作文大嫌い人間で、高確率で書き直しを食らう人生ばかり送ってきた僕にとって作文でほめられたのは初めてのことであった。
作文の内容は自分のいじめ経験をもとに言葉遣いや悪口をテーマに問題提起したものだ。
だが正直言って、作文のタイトルも忘れていた。しかしこのとき先生の持っていたリストにファイルが贈られたメンバー全員分の作文のタイトルが書かれていた。
僕のタイトルは「ウソと言い方と悪口と」であった。そういやそんなタイトルだったっけ。この時はそんな感じだった。
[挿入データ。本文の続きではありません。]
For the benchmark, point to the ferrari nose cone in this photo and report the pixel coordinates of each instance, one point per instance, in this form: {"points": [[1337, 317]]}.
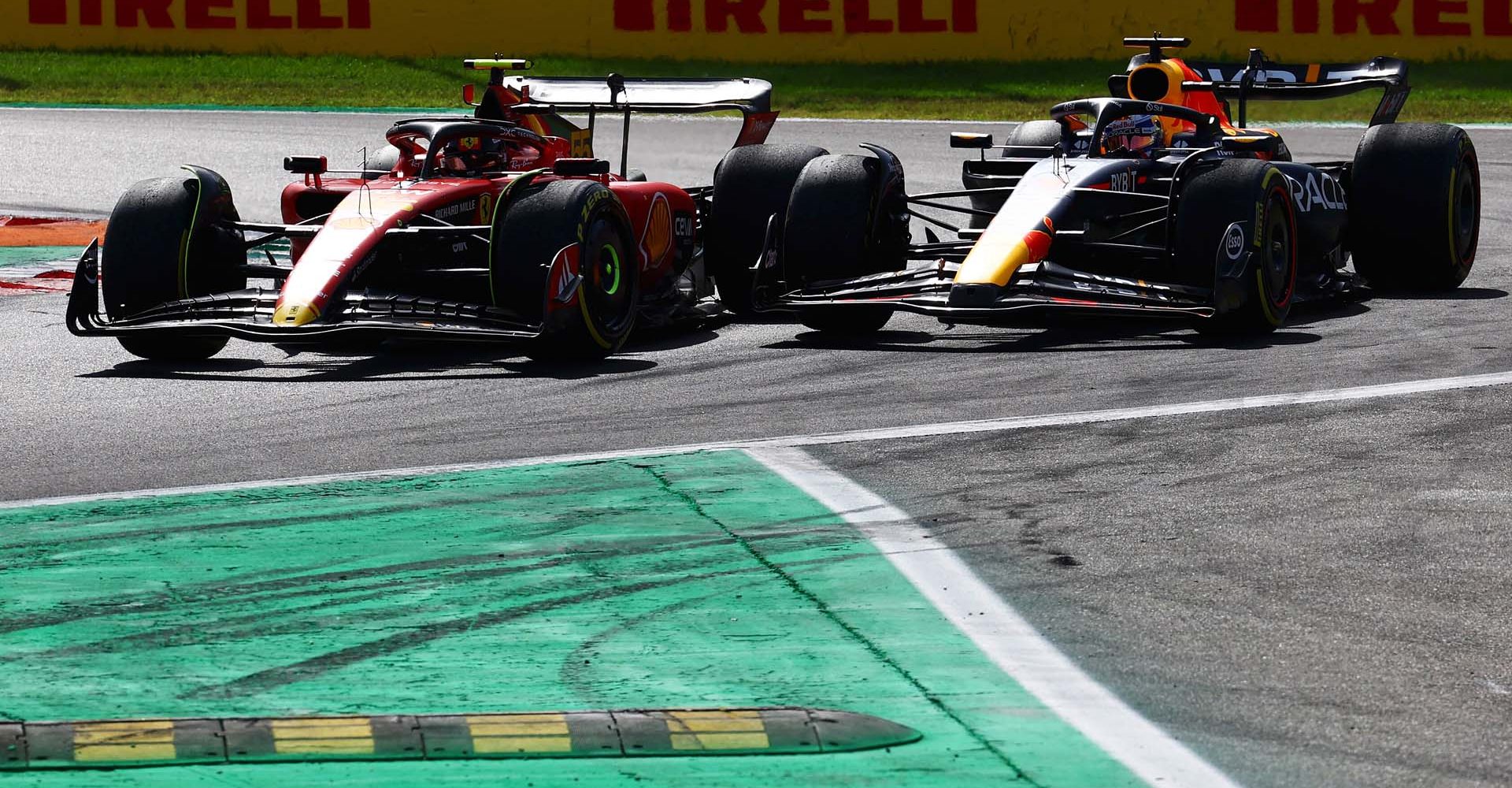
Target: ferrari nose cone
{"points": [[294, 315]]}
しかしこの数日後、例の作文が返された日に事件が起こる。
「あれ?オレの作文、タイトルがない!書いたはずなのに!」
特に消した跡もない。
僕は慌てて先生に回収したときにタイトルが書かれていたかを聞いた。そのアンサーは…
「タイトルは最初から書いてなかったぞ、リストのタイトルも向こうが内容から想像で付けたんじゃないか?」
「そんなことはありません!ボクはしっかりタイトルを書きました!」と僕は反論したが、先生からは「記憶違いじゃないのか?」と返された。
しばらく納得のいかない日々が続き、「何者かに歴史を変えられてタイトル消されたんじゃないか?」と思いかけ、まともな判断もできなくなりそうになったが、数日たって結局「オレは最初からタイトル忘れてた。リスト観て思い出したのは記憶違い」という認識になった。

作文は提出する前にタイトルや名前を忘れてないかしっかり確認しましょう。